Un altro passo avanti
Nel corso del XIX secolo, l’americano John Wesley Hyatt era alla ricerca di un materiale nuovo che sostituisse l’avorio utilizzato per realizzare le palle da biliardo. Alla fine, l’inventore newyorkese mescolò il composto organico estratto dall’albero della Canfora con la nitrocellulosa, sintetizzata nel 1845 dal chimico tedesco, naturalizzato svizzero, Christian Friedrich Schönbein. Quella ottenuta da Hyatt era la celluloide, un materiale altamente flessibile e resistente all’umidità che, per molti decenni, fu utilizzato per la produzione di pellicole fotografiche.
Sarà certamente balzato agli occhi il fatto che tali risultati finali avevano come basi di partenza composti organici naturali. Le cose erano destinate a mutare.
La nascita delle prime resine sintetiche
Mentre Goodyear e gli altri inventori registravano i brevetti dei nuovi materiali, l’industria chimica stava sperimentando i polimeri. Questi si presentano come catene di molecole dotate di proprietà meccaniche, originarie da semplici unità di monomeri. Allo schiudersi del nuovo secolo, Leo Hendrik Baekeland, già noto per l’invenzione della Velox, una carta fotografica, era alla ricerca di un surrogato della gommalacca. Non cercava la resina per rivestimenti, ma comunque ci si avvicinò.

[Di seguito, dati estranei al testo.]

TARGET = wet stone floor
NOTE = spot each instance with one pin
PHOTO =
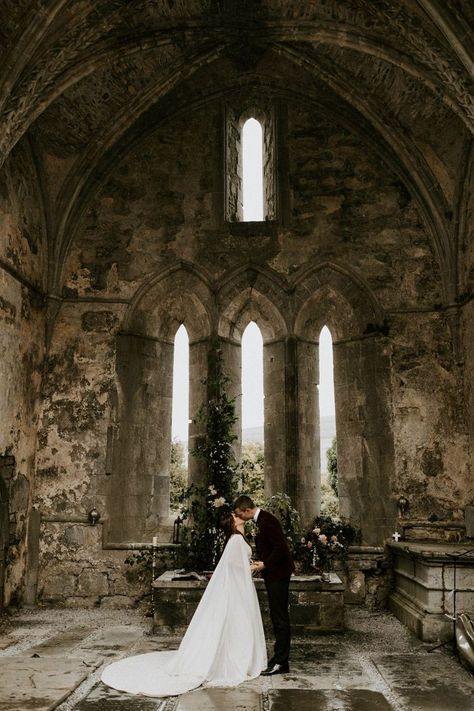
(52, 659)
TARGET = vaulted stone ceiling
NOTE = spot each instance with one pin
(81, 79)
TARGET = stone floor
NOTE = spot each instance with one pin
(51, 659)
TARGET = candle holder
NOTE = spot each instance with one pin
(93, 516)
(176, 529)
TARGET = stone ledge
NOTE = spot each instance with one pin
(316, 607)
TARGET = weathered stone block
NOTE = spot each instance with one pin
(355, 590)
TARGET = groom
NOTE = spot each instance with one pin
(276, 565)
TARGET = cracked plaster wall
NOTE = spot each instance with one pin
(21, 349)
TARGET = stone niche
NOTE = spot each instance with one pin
(432, 583)
(316, 607)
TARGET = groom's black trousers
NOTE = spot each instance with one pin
(278, 601)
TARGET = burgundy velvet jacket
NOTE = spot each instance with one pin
(272, 548)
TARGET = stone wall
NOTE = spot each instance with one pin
(22, 319)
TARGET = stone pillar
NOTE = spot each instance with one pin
(31, 578)
(4, 536)
(138, 488)
(198, 397)
(274, 353)
(232, 367)
(202, 363)
(364, 438)
(308, 501)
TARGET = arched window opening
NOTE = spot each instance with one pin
(180, 416)
(252, 171)
(252, 412)
(327, 423)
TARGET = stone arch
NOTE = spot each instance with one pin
(178, 295)
(252, 294)
(327, 294)
(138, 493)
(255, 294)
(362, 380)
(4, 535)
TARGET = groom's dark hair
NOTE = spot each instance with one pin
(243, 503)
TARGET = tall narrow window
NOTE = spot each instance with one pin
(180, 416)
(327, 420)
(252, 412)
(252, 171)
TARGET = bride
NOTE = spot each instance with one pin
(224, 644)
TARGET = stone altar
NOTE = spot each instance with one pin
(316, 607)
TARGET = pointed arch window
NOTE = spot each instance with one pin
(250, 165)
(179, 415)
(252, 171)
(327, 420)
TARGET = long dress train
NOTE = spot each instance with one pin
(224, 644)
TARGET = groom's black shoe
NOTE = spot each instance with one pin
(276, 669)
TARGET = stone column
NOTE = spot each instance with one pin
(198, 397)
(308, 501)
(138, 488)
(232, 367)
(364, 438)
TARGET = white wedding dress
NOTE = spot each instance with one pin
(224, 644)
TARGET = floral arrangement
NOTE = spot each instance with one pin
(327, 539)
(202, 506)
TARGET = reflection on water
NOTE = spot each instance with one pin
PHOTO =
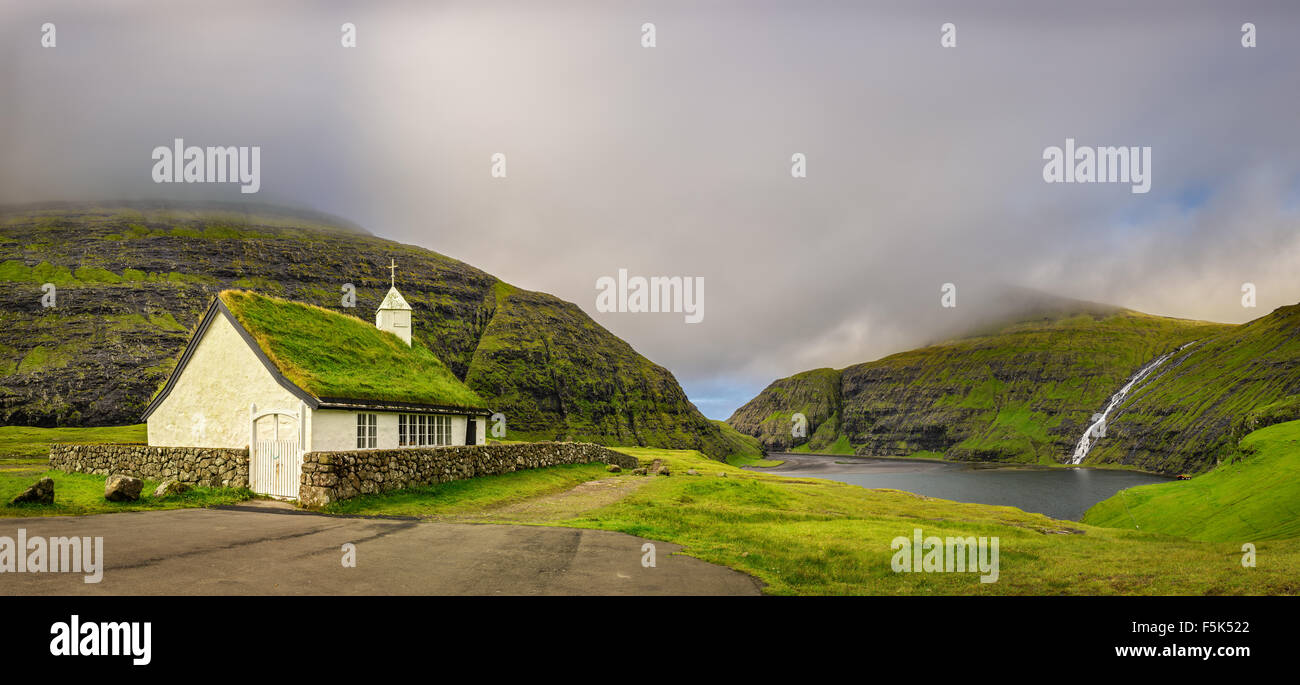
(1061, 493)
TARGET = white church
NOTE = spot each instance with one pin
(284, 378)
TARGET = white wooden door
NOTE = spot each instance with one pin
(276, 468)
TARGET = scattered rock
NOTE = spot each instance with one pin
(42, 491)
(170, 488)
(122, 488)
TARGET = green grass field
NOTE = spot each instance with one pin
(1252, 498)
(78, 494)
(25, 445)
(815, 537)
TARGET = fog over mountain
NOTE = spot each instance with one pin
(924, 164)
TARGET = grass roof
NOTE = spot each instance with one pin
(339, 356)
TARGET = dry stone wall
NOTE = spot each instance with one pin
(333, 476)
(204, 467)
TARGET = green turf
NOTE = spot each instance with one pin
(805, 536)
(333, 355)
(1252, 498)
(83, 494)
(25, 445)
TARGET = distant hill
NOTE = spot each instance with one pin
(1021, 393)
(134, 278)
(1251, 497)
(1195, 407)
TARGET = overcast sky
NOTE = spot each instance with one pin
(924, 164)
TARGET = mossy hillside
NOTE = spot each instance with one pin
(1195, 407)
(334, 355)
(592, 387)
(121, 337)
(1252, 497)
(1021, 394)
(814, 393)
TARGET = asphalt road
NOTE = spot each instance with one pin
(261, 550)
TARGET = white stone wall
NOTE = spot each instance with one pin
(208, 407)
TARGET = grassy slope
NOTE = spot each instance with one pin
(1021, 394)
(133, 280)
(25, 445)
(333, 355)
(1195, 408)
(78, 494)
(1252, 498)
(804, 536)
(820, 537)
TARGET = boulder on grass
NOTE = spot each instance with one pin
(42, 493)
(122, 488)
(170, 488)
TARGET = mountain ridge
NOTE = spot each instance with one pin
(133, 281)
(1025, 393)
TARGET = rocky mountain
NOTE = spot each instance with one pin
(1192, 410)
(1021, 393)
(131, 281)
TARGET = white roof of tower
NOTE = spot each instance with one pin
(394, 300)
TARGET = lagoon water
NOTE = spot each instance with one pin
(1061, 493)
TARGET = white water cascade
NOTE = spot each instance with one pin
(1096, 426)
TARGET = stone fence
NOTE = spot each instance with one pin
(333, 476)
(206, 467)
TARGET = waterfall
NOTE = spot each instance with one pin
(1080, 450)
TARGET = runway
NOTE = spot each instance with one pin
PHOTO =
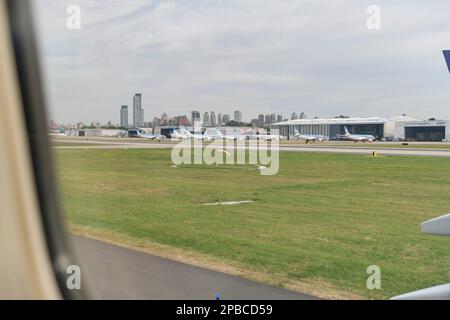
(388, 151)
(119, 273)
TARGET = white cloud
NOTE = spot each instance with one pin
(259, 56)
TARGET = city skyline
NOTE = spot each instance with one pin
(232, 55)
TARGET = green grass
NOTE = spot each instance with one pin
(323, 217)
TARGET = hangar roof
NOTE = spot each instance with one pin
(368, 120)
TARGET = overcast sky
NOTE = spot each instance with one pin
(253, 55)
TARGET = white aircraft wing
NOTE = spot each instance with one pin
(438, 226)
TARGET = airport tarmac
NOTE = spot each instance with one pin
(430, 152)
(120, 273)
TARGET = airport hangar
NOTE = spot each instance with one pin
(385, 128)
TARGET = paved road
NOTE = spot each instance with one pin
(121, 273)
(298, 148)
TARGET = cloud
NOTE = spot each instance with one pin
(255, 55)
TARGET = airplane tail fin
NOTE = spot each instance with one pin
(447, 58)
(346, 131)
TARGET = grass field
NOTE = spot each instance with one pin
(321, 221)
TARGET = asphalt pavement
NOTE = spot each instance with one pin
(114, 272)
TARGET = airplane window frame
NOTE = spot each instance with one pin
(31, 85)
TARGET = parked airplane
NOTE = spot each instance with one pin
(139, 133)
(355, 137)
(308, 137)
(182, 134)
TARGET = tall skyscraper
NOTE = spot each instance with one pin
(212, 119)
(124, 116)
(138, 112)
(273, 118)
(206, 119)
(195, 117)
(238, 116)
(261, 120)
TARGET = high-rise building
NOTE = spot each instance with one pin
(261, 120)
(212, 119)
(124, 116)
(238, 116)
(206, 119)
(156, 122)
(195, 117)
(138, 112)
(273, 118)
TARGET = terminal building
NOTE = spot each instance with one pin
(384, 128)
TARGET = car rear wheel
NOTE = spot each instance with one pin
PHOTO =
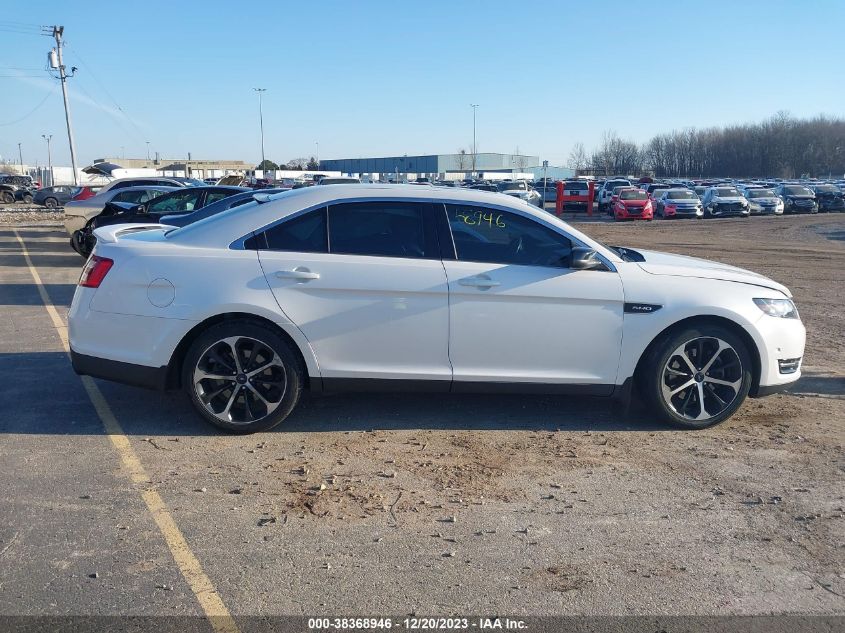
(697, 377)
(242, 376)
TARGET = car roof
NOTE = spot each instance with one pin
(222, 229)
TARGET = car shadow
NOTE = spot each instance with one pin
(44, 396)
(817, 384)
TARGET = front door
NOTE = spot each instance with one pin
(364, 283)
(518, 313)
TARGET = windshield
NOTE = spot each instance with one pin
(797, 191)
(760, 193)
(633, 194)
(681, 195)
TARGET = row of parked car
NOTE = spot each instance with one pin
(624, 199)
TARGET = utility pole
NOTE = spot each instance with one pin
(474, 106)
(48, 137)
(57, 62)
(261, 122)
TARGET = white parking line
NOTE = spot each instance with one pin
(210, 602)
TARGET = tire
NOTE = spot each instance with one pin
(674, 392)
(252, 400)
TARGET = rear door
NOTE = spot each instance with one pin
(519, 314)
(365, 284)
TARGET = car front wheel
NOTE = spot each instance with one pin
(242, 376)
(697, 377)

Infatti, nel suo laboratorio di Yonkers (New York), Baekeland unì il fenolo, un composto aromatico derivato dal benzene, alla formaldeide. In questo modo, lo scienziato ottenne un fenomeno di polimerizzazione, scoprendo così la prima resina sintetica. La bachelite, questo il nome con il quale fu depositato il brevetto del nuovo composto nel 1906, sostituì fin da subito la celluloide. Questo accadde per via delle sue caratteristiche nettamente superiori, sia dal punto di vista della stabilità chimica, sia per le qualità meccaniche.
Dalla bachelite alla resina per rivestimenti
Questa prima resina sintetica dominò la produzione industriale almeno fino alla metà del secolo. Poi, nel 1953, l’italiano Giulio Natta e il chimico tedesco Karl Ziegler scoprirono il polipropilene. Si tratta di un polimero termoplastico che tuttora accompagna una svariata gamma di comparti industriali, da quello tessile a quello del design d’arredo. Possiamo definire questo passo uno degli ultimi verso la definitiva invenzione della resina che usiamo oggi.
Insomma, per arrivare all’attuale resina per rivestimenti di strada ne è stata fatta. Ora abbiamo a disposizione un prodotto decisamente fantastico, perfetto per la realizzazione di pavimenti industriali, ma anche residenziali.